Stéphane Huet, Directeur Technique de l’Académie Player’s, a répondu aux questions de GrandChelem pour notre numéro 19 et le dossier sur le temps. Il revient sur cette notion, ainsi que celle de « rituel » et ce qui l’a marqué dans le match Isner‐Mahut.
Comment se construit un rituel ?
Tous les joueurs ont des rituels bien précis, du cordage que l’on remet en place aux déplacements en fond de court. Regarde Nadal… Et ils se les construisent en fonction de leur personnalité propre. A lui de se les trouver, même si le coach peut toujours l’orienter dans telle ou telle direction. D’une manière générale, tous ces rituels sont des protocoles. Il y en a qui fonctionnent au visuel, d’autres à la sensation. Ca se joue en fonction des personnalités, il y a plein de petits facteurs.
Il y a des rituels plus adaptés que d’autres pour gérer efficacement le temps ?
Je ne sais pas. Ca dépend des tempéraments : il y en a qui ont besoin de conserver un certain rythme pour garder de l’influx, de l’agressivité ; et d’autres qui préfèrent baisser d’intensité pour trouver du relâchement… Il n’y a pas de bons ou de mauvais rituels. Le but, c’est d’arriver à faire le vide, de récupérer au maximum et de repartir avec de bonnes sensations.
Certains pensent qu’il faut accélérer le rythme quand on gagne et le ralentir quand on perd. C’est un peu facile, non ?
Quand on est dans une bonne passe dans un match, je conseille toujours d’être prêt le plus rapidement possible pour enchainer et empêcher l’autre de retrouver sa sérénité. Il faut jouer pour ne pas rompre la dynamique négative de l’adversaire. C’est une partie d’échecs, il faut analyser le comportement de l’autre. Dans une mauvaise passe, il faut faire l’inverse, prendre son temps et avoir la lucidité pour imprimer le rythme que l’on a choisi.

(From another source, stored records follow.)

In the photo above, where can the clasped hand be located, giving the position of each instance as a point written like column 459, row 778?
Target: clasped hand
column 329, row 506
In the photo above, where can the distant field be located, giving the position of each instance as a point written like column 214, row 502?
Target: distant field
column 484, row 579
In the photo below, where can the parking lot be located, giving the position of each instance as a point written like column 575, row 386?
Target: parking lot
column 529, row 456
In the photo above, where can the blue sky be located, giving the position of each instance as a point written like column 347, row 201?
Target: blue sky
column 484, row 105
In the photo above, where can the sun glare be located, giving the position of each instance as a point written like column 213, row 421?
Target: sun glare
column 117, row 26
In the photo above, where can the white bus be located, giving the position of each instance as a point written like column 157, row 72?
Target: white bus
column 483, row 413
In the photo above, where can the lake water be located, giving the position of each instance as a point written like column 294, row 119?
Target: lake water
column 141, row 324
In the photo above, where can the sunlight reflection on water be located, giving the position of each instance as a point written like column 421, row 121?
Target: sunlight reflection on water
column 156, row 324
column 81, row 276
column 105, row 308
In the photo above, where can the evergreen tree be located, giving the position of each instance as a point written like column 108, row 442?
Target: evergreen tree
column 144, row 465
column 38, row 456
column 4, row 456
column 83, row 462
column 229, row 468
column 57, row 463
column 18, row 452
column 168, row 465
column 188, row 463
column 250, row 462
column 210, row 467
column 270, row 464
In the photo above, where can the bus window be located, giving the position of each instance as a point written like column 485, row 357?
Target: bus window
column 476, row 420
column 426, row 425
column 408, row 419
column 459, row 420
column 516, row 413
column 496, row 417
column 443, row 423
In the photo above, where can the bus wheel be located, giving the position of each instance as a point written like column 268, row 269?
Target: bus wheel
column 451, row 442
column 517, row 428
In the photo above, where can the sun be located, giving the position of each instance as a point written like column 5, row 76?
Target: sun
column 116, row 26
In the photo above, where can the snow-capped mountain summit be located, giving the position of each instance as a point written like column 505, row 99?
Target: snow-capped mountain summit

Comment un champion va gérer le temps, entre les points, aux changements de côtés ?
Il faut arriver à ne pas se préoccuper de l’autre, c’est ça la force des grands. Ils gardent le contrôle d’eux-mêmes. Quand ils rentrent sur le court, ils sont concentrés sur leur tennis, leurs sensations ; ils mettent leur jeu en application et peu importe le reste. Davydenko est un peu le spécialiste de cette concentration. La priorité, c’est de jouer avec ses qualités et, si l’on voit que ça ne fonctionne pas, on s’adapte et on modifie ses plans. Mais, au départ, il faut appliquer ses points forts. Et puis il ne faut pas que l’esprit produise du contenu durant ce laps de temps. Il faut faire le vide et se placer en‐dehors du temps. Ne plus penser à rien, rester dans sa bulle. Moins on cogite, plus on essaie de se focaliser sur ses propres sensations, de gérer son rythme cardiaque, sa respiration… Si Nico est resté au contact, c’est parce qu’il était en déconnexion avec le temps et ce qui se passait autour. Se focaliser sur l’instant présent, du premier point à la balle de match. Quand tu es vraiment concentré, tu ne sais même plus où tu en es, tu prends les points vraiment les uns après les autres.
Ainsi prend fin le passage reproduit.